11. Far more pleasant to read, remember, chew and digest is my 1966 copy of A Choice of Burns’s Poems and Songs, introduced by Sydney Goodsir Smith. After visiting Burns’ Cottage in Ayr, reading the engraved footstones in the Auld Kirk, where Burns’ father is buried, and drinking a few wee drams of his favorite beverage, we were in a receptive mood to recite these poems. Smith’s footnotes helped me to understand Burns’ language and “The Jolly Beggars” entertained Allene and me on our train trip to Glasgow. Steve used a doublet from “A Man’s a Man for A’that” to toast the three Secession members who had made playing golf on the Ayrshire coast such a pleasure for him and Jim Cooley. Now several Scots and Americans are planning to get together to celebrate Burns’s birthday next January 25 by reading his poetry, eating haggis, and drinking more wee drams of whisky (which, of course, aids digestion).

  1. The Goldfinch (painting) by Carel Fabritius
    The Goldfinch (painting) by Carel Fabritius

    12. The Goldfinch, by Donna Tartt, 2013. What a romp–from the power of art in our lives, to the preservation of antiques. It includes 39 references to works of literature, tragedy, survival and more than I ever wanted to know about drugs. I started it on a Tuesday evening and finished all 775 pages by Friday morning (doing little else). Vivid characters like Theo, Boris, Hobie and Pippa delighted me and taught me more about infinite varieties of love, recalling the #9 book above by Khaled Hosseini.
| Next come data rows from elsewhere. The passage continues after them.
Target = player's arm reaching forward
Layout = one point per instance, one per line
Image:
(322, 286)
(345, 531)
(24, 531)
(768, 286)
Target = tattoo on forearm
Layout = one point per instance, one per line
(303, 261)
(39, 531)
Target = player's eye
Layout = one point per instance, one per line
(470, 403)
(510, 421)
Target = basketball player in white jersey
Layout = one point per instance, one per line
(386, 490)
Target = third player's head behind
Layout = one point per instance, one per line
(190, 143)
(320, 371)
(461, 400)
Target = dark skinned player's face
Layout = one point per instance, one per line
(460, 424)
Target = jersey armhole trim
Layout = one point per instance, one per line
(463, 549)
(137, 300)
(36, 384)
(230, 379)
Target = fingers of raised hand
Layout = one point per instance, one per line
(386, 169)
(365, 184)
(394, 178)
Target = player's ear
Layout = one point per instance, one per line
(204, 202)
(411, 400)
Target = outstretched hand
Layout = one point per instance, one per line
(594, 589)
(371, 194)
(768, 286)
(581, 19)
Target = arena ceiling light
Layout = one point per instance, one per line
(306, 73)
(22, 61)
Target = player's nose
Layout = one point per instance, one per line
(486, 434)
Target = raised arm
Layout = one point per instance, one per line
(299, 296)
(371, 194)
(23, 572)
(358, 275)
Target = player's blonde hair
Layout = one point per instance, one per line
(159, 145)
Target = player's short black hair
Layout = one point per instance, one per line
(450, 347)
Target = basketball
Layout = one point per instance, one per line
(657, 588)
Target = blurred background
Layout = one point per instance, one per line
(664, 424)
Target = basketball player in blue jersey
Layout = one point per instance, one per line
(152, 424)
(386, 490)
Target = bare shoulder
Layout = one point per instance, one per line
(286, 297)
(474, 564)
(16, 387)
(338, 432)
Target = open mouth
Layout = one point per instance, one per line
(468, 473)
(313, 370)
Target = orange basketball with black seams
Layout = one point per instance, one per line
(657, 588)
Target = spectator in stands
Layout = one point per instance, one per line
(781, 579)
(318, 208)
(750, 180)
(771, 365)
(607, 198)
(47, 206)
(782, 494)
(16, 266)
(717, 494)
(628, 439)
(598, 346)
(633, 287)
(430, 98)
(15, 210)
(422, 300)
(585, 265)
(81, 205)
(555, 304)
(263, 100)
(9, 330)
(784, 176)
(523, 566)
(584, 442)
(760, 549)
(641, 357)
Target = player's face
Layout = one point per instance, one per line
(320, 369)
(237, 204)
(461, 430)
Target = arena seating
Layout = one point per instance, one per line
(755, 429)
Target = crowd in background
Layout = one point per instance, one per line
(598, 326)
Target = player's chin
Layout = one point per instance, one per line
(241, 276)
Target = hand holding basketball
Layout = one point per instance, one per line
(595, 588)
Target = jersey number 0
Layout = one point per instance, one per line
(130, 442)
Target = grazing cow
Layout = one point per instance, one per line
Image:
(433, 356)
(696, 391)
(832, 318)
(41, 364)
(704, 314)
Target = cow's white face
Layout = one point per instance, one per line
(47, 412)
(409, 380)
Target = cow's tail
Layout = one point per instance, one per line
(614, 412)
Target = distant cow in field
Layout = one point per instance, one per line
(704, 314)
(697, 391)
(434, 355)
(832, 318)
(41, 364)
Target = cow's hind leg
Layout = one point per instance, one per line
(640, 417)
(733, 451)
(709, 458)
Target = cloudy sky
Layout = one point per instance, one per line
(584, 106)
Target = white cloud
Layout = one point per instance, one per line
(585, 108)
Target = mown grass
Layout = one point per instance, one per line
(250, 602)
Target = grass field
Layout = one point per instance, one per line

Donna Tartt was born in Greenwood, Mississippi, was mentored by Willie Morris, author of my all-time favorite, North Toward Home, and graduated from Bennington College. In this interview on Dutch television, she discusses her love for Dickens. Now I must read Bleak House.

    13. The Faith Club: A Muslim, a Christian, a Jew–Three Women Search for Understanding by Ranya Idliby, Suzanne Oliver, and Priscilla Warner, 2006. Shortly after 9/11, three women in New York City begin weekly meetings in order to understand each other’s religions better and to decide what to tell their children. They work through various conflicts, gain deep respect for their varying traditions and become fast friends. An excellent set of questions at the end helps readers identify the stereotypes they hold and improve understanding. Members of my church circle read this book and discussed it on Sept. 22, the last day of summer!